For this course we will explore the intersection of machine learning and data science, but we won't be doing neural networks / deep learning here.

Our goal is to make predictions about new data:
1. What Tiktok videos / Spotify songs / Instagram adverts might you like, based on your history within the app?
2. Does this brain scan show cancer or not?
3. What will the price of Bitcoin be tomorrow?

Machine learning problems are split into two main types: classification and regression. Classification is when their are only a few options and we wish to select the most likely. Regression is when the outcome can take a range of values and we wish to make a sensible guess.

Classification examples:
1. Will you enjoy this new Netflix series: yes or no?
2. Does this brain scan show cancer: yes or no?
3. What animal is in this picture: cat, dog, cow, or horse?

Regression examples:
1. What is the price of a house in London with two bedrooms and one bathroom?
2. How many likes will the next MrBeast post get in the first week?
3. What is the probability of it raining tomorrow?

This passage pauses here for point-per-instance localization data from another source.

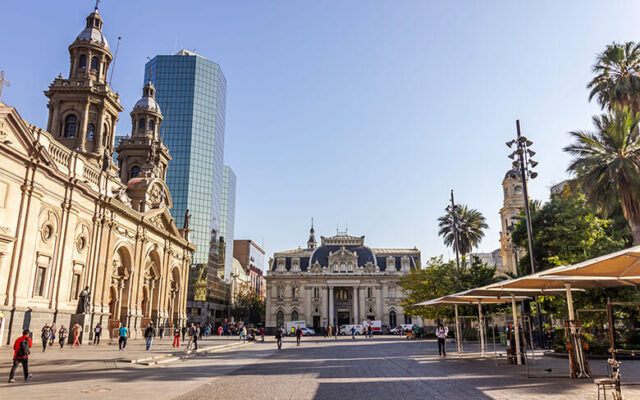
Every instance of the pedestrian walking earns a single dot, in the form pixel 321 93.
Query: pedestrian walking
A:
pixel 62 336
pixel 46 335
pixel 123 334
pixel 191 334
pixel 441 334
pixel 149 334
pixel 279 335
pixel 77 329
pixel 97 331
pixel 298 336
pixel 176 337
pixel 21 351
pixel 52 335
pixel 197 334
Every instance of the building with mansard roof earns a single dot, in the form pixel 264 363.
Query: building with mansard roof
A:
pixel 71 220
pixel 341 281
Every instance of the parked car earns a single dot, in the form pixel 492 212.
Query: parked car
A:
pixel 307 331
pixel 396 331
pixel 346 329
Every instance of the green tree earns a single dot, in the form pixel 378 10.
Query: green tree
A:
pixel 567 231
pixel 470 224
pixel 440 278
pixel 248 307
pixel 606 165
pixel 617 80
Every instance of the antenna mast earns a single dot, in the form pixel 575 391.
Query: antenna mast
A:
pixel 115 55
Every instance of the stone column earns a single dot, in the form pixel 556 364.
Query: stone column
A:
pixel 81 139
pixel 355 305
pixel 379 301
pixel 330 305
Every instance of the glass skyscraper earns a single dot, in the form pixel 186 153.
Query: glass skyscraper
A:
pixel 191 92
pixel 227 216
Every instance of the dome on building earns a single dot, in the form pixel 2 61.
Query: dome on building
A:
pixel 93 32
pixel 148 99
pixel 148 103
pixel 512 173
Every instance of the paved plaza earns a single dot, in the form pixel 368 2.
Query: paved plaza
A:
pixel 384 367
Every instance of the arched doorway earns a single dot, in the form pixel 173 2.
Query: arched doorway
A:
pixel 120 287
pixel 392 319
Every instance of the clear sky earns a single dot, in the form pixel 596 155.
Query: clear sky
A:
pixel 358 113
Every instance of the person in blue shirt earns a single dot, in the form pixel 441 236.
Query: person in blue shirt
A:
pixel 123 333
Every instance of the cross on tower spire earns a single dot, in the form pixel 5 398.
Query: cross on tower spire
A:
pixel 2 83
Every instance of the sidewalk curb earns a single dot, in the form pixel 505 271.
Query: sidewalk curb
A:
pixel 166 358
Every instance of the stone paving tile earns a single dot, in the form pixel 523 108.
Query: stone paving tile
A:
pixel 319 369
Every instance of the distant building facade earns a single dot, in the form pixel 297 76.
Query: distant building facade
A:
pixel 512 206
pixel 342 281
pixel 191 91
pixel 209 294
pixel 71 219
pixel 251 257
pixel 228 215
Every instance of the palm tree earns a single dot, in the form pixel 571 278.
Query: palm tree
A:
pixel 617 81
pixel 470 225
pixel 606 164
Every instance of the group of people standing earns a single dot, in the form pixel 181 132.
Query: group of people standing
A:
pixel 49 334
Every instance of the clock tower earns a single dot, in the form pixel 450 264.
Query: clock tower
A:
pixel 512 205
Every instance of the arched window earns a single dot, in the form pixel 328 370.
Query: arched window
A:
pixel 105 133
pixel 70 125
pixel 135 171
pixel 280 319
pixel 91 132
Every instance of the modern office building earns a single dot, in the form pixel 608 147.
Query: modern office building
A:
pixel 227 215
pixel 191 92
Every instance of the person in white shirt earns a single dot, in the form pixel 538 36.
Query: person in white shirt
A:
pixel 441 333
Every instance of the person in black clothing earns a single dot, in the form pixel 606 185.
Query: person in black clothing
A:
pixel 298 336
pixel 149 334
pixel 21 350
pixel 96 333
pixel 279 338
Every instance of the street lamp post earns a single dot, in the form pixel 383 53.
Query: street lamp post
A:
pixel 524 164
pixel 455 228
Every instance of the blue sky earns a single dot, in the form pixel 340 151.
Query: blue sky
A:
pixel 358 113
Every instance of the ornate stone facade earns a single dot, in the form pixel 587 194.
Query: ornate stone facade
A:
pixel 513 204
pixel 68 220
pixel 340 282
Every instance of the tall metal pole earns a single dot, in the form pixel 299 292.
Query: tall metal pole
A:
pixel 455 228
pixel 525 192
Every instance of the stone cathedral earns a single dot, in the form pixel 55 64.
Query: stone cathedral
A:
pixel 81 239
pixel 342 281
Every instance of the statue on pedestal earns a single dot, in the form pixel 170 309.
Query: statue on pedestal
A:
pixel 83 301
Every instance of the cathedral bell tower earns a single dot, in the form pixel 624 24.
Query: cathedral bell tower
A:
pixel 143 154
pixel 83 110
pixel 513 203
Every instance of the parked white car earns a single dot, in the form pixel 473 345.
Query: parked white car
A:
pixel 346 329
pixel 307 331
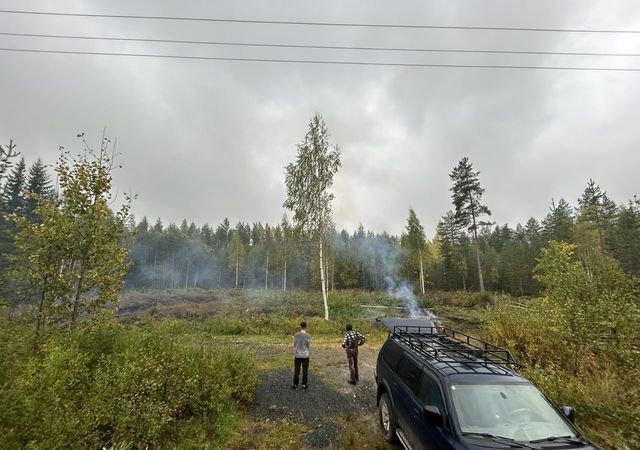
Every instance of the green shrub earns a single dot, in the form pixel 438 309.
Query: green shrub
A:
pixel 116 386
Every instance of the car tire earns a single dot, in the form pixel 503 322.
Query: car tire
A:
pixel 387 419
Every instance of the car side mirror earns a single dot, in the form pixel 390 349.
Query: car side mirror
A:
pixel 433 415
pixel 570 413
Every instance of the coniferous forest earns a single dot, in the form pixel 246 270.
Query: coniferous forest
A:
pixel 564 297
pixel 281 256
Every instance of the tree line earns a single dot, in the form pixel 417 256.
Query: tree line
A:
pixel 468 252
pixel 281 256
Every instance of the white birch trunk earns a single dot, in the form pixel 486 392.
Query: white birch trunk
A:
pixel 323 283
pixel 284 276
pixel 421 275
pixel 237 264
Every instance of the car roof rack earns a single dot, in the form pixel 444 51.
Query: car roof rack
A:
pixel 457 351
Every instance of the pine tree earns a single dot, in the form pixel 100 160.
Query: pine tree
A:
pixel 38 186
pixel 466 194
pixel 7 153
pixel 626 237
pixel 559 223
pixel 414 241
pixel 596 211
pixel 13 199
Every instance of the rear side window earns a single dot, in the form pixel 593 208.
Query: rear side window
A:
pixel 409 372
pixel 392 354
pixel 429 393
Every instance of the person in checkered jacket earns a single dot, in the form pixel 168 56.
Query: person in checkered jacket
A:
pixel 351 341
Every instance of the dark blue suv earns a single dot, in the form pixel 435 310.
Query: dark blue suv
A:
pixel 439 389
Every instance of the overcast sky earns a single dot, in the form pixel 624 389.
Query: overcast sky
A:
pixel 205 140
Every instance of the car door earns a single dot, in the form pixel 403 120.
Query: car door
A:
pixel 409 372
pixel 423 434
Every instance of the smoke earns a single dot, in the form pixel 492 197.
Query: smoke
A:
pixel 384 256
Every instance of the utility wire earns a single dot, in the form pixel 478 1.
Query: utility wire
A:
pixel 302 61
pixel 329 24
pixel 323 47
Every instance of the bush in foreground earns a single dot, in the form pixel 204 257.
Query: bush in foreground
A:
pixel 109 385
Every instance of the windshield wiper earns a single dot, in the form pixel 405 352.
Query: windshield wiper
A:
pixel 567 439
pixel 502 440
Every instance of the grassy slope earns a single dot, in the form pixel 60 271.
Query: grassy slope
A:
pixel 265 318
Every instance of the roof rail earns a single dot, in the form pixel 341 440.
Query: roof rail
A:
pixel 459 351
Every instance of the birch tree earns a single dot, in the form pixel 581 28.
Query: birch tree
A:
pixel 466 194
pixel 308 184
pixel 74 257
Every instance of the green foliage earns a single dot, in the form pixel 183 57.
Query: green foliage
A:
pixel 73 258
pixel 580 341
pixel 466 194
pixel 106 385
pixel 308 180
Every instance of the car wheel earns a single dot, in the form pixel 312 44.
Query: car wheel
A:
pixel 387 417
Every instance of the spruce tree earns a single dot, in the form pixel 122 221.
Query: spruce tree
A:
pixel 466 194
pixel 38 186
pixel 559 224
pixel 13 199
pixel 415 242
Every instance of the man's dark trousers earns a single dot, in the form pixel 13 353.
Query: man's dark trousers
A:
pixel 352 358
pixel 304 362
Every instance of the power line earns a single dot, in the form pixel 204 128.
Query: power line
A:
pixel 329 24
pixel 323 47
pixel 302 61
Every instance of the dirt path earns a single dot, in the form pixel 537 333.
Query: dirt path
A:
pixel 330 414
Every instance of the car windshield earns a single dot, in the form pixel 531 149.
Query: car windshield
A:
pixel 515 411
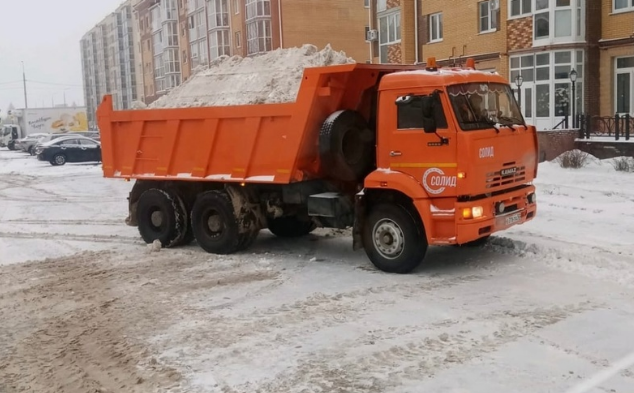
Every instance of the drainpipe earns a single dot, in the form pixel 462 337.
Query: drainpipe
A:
pixel 279 17
pixel 370 26
pixel 416 30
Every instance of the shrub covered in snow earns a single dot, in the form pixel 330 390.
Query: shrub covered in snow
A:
pixel 573 159
pixel 623 164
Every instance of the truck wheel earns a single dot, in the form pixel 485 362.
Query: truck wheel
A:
pixel 395 241
pixel 214 223
pixel 161 216
pixel 290 226
pixel 346 146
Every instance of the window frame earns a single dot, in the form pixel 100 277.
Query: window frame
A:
pixel 491 17
pixel 435 20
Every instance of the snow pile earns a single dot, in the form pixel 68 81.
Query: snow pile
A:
pixel 273 77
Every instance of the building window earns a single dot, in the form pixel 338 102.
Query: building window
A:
pixel 435 27
pixel 218 14
pixel 219 44
pixel 258 8
pixel 259 36
pixel 238 38
pixel 520 7
pixel 623 5
pixel 546 84
pixel 556 21
pixel 624 89
pixel 488 17
pixel 389 33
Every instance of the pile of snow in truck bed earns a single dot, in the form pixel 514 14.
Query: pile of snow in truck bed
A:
pixel 273 77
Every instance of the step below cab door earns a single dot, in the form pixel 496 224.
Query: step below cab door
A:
pixel 421 142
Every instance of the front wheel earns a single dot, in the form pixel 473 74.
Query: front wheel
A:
pixel 394 239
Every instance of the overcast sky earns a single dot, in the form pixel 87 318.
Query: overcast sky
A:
pixel 45 35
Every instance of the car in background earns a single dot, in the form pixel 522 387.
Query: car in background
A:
pixel 28 141
pixel 73 148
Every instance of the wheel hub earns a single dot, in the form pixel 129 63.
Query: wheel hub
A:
pixel 388 239
pixel 157 218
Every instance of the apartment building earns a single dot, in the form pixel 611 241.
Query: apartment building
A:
pixel 176 36
pixel 108 61
pixel 617 57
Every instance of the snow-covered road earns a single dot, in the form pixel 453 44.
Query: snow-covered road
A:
pixel 86 307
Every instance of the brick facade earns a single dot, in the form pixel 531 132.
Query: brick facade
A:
pixel 520 33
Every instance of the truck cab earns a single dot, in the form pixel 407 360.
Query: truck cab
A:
pixel 455 142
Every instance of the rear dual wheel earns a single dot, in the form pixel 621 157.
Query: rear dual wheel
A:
pixel 216 224
pixel 162 215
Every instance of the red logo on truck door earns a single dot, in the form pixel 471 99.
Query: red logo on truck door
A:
pixel 435 181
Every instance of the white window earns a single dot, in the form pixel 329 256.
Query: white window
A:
pixel 259 36
pixel 624 85
pixel 546 86
pixel 218 14
pixel 238 38
pixel 219 44
pixel 520 7
pixel 623 5
pixel 558 21
pixel 389 32
pixel 258 8
pixel 487 17
pixel 435 27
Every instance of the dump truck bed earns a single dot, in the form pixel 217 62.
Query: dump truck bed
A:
pixel 267 143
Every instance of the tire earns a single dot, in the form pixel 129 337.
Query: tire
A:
pixel 58 159
pixel 394 223
pixel 224 238
pixel 346 146
pixel 476 243
pixel 160 216
pixel 290 227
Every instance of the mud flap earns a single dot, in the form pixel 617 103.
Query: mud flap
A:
pixel 359 221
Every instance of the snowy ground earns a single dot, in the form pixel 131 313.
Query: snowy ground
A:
pixel 85 307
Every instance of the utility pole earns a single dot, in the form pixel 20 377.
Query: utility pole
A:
pixel 26 103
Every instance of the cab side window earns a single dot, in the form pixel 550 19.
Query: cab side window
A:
pixel 410 112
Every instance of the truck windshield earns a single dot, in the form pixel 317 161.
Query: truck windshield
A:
pixel 482 105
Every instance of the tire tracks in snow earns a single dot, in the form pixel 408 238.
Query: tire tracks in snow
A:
pixel 386 361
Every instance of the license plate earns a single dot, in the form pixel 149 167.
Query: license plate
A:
pixel 512 219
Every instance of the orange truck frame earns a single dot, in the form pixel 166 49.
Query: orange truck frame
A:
pixel 408 156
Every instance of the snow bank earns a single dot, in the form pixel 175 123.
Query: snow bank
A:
pixel 273 77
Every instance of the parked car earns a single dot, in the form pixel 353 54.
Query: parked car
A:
pixel 24 144
pixel 69 149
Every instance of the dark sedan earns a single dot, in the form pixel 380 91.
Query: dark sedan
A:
pixel 69 149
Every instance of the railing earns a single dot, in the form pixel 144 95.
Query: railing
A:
pixel 617 126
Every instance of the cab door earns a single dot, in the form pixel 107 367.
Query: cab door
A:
pixel 413 147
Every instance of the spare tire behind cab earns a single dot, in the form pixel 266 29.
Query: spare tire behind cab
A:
pixel 346 146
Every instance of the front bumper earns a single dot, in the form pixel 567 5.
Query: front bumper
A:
pixel 518 210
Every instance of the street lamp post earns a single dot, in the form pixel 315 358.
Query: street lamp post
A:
pixel 573 79
pixel 518 82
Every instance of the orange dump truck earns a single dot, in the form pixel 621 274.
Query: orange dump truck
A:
pixel 408 156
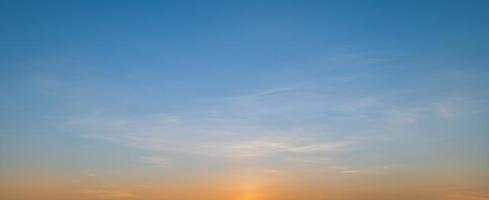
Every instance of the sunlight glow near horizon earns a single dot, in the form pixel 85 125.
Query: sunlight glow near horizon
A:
pixel 244 100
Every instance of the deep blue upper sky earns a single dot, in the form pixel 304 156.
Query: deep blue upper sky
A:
pixel 415 72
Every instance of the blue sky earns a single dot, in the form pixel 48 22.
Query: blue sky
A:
pixel 350 87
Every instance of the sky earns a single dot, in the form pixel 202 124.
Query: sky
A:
pixel 244 100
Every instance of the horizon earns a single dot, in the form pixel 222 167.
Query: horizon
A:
pixel 244 100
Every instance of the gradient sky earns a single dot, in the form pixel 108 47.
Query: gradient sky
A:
pixel 244 100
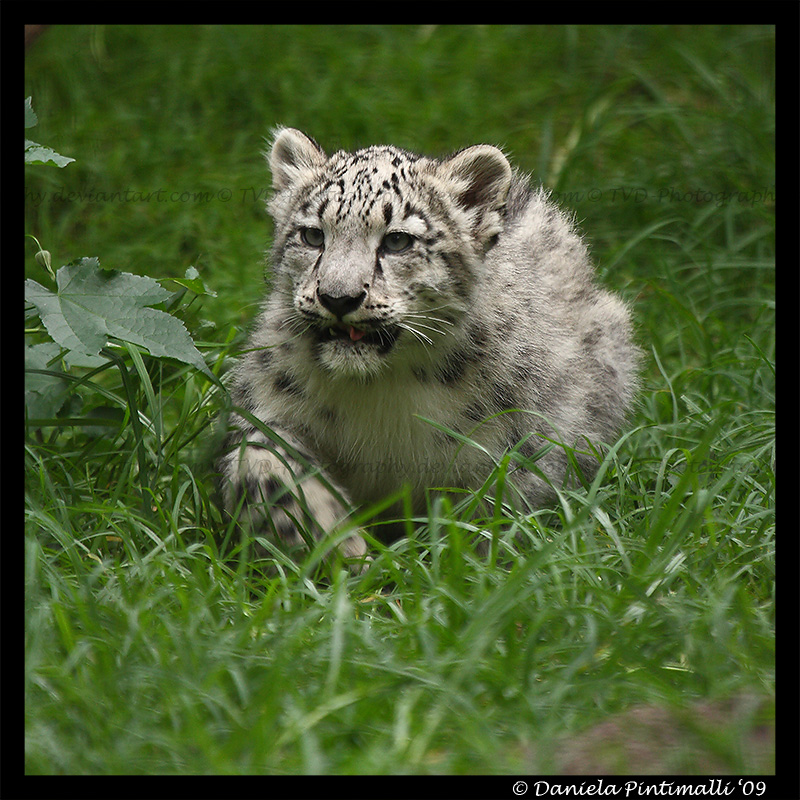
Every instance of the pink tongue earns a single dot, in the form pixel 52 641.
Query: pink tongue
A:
pixel 356 335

In machine learning we use data and algorithms to answer these questions. The data takes the form of multiple observations of the type of problem we wish to solve. 

Examples:
1. A database of 100,000 previous London house sales, each recording the price, number of bedrooms, and number of bathrooms.
2. 1,000 images of brains, each labelled "cancer" or "no cancer" by a doctor.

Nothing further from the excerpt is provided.